That was a good question Jackie, and as Chris explained, it is good training to train a dog to view the helper as an adversary, and not just see the sleeve as a tug toy. Early in the training phase, many dogs get very equipment focused and that is normal and expected as the dogs are started out with very little stress, and the tug/sleeve is first introduced as a prey item - but to achieve your goal of building the dog's confidence, and testing his courage and willingness to engage, you have to get the dog "helper/threat" focused. 

For example, here is a pic of my mixed breed being worked: 








Notice that the sleeve is behind her, yet all of her focus in on the "bad guy". (Real Schutzhund people - as opposed to wannabes like me - are welcome to jump in and further comment or correct).

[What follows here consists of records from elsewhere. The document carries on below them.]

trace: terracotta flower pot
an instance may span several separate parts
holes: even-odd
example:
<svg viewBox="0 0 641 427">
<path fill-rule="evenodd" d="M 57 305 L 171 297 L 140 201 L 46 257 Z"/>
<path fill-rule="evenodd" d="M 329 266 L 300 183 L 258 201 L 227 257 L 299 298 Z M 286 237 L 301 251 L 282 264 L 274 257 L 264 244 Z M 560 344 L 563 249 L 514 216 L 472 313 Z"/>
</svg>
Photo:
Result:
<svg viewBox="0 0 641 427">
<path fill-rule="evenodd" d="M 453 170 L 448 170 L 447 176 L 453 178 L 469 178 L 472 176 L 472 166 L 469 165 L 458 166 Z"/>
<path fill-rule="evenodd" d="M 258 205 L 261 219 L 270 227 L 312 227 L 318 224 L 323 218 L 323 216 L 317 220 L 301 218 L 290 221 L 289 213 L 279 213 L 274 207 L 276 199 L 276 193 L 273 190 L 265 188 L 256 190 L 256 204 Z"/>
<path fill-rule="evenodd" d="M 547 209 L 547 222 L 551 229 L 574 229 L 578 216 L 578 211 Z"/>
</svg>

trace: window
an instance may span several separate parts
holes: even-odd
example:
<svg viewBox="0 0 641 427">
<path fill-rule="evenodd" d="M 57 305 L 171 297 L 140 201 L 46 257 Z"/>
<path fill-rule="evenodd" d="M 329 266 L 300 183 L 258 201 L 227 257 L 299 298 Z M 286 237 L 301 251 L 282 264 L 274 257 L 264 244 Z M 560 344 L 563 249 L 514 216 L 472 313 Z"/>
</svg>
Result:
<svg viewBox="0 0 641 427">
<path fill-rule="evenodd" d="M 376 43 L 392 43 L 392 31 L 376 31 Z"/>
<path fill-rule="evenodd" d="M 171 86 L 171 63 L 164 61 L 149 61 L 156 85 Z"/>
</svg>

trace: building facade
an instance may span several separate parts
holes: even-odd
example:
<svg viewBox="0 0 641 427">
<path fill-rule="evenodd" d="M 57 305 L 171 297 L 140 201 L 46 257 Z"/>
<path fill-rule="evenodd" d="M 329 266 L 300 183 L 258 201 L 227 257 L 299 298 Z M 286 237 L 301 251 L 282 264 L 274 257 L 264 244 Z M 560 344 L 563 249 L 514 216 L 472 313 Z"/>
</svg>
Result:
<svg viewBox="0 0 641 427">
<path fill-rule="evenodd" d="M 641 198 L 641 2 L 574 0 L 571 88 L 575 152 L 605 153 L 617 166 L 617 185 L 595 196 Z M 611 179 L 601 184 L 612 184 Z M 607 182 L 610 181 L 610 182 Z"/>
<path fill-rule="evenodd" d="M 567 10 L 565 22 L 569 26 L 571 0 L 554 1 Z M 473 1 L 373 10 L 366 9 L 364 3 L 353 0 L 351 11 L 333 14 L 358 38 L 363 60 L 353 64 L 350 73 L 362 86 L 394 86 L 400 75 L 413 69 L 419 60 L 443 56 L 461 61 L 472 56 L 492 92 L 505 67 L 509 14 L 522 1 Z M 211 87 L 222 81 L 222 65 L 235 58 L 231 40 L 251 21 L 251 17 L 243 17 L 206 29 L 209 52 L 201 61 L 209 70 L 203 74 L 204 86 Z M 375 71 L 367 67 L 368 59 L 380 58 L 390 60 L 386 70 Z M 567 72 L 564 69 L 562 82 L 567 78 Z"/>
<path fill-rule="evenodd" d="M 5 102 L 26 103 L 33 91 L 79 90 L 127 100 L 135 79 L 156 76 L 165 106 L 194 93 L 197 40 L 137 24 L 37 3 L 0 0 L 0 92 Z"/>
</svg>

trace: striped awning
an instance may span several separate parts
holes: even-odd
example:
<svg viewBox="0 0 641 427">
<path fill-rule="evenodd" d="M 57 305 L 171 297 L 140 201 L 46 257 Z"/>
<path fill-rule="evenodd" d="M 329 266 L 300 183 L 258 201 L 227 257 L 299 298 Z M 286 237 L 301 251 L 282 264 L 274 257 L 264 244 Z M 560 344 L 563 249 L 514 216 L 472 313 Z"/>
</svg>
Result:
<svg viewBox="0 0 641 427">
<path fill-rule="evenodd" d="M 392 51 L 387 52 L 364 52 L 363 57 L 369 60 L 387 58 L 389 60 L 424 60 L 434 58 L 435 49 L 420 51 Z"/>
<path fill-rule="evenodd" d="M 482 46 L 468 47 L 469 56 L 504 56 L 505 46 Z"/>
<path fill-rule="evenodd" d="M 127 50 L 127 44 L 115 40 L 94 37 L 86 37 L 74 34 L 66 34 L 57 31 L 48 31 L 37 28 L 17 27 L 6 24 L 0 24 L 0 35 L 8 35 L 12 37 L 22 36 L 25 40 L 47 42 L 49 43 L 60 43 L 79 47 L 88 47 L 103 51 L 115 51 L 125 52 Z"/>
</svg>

He is advancing towards her in full frontal pose, with direct eye contact and a threatening look on his face. The distance between him and Keeta is very small, yet she meets his advance fully by pulling towards him, continued barking, keeping the line taught, and returning the eye contact without missing a beat. 

At this point, many dogs will be overwhelmed by the proximity of the threat, and will back away, and/or go for sleeve on the ground as a safe place to be, as getting the sleeve has always been the release of the stress.


----------



## jfisher (Dec 29, 2005)

I agree with you both...To me, a dog that views the protection phase of Sch as "just a game" does not exemplify what the protection phase was designed for.


----------



## ladylaw203 (May 18, 2001)

Good grief. Um, I accidently edited part of your post because instead of hitting reply, I hit edit.







THAT is what happens when the phone rings. Does it help if I tell you that I spent all day with contractors repairing my place from Hurricane Ike and I am traumatized? I'm sorry,I'm sorry,I'm sorry....did I say I am sorry?







I don't even remember what I was going to post.


----------



## Castlemaid (Jun 29, 2006)

If I remember right Ghostwolf was asking at what point in the training is the dog switched from playing in prey to actually being pressured for defense.

I'm not sure if I can answer that question - I'm still learning what Schutzhund is about, still learning what the helper does to train and develop a dog, and still learning about reading my dog when under stress. What I know is that it was an EXTREMELY gradual process, with just tiny bits of more pressure and threat brought forward, with the helper acting (overacting LOL) being scared and intimidated in order to build confidence.


----------



## Chris Wild (Dec 14, 2001)

> Originally Posted By: CastlemaidIf I remember right Ghostwolf was asking at what point in the training is the dog switched from playing in prey to actually being pressured for defense.


The simple answer: when the dog is ready for it.

There is no magic age, as it depends on the dog's temperament, nerve, and his development through other the other stages of learning in protection work. 

Some dogs are ready for some defensive pressure relatively young, others not until full maturity. Likewise, some can only handle a little bit and never more than that, others can handle quite a lot, and some can never handle much at all, regardless of age. Each dog also has a different idea of what constitutes "defensive pressure". For one dog, it may be the helper just acting a bit suspicious or making eye contact, for others it might take a full frontal attack for the dog to feel pressured. It's completely up to the individual dog, and that's why having a good helper who can read the dog well, put on pressure when called for and, most importantly, relieve that pressure in the right manner when the dog responds properly, is so important.


----------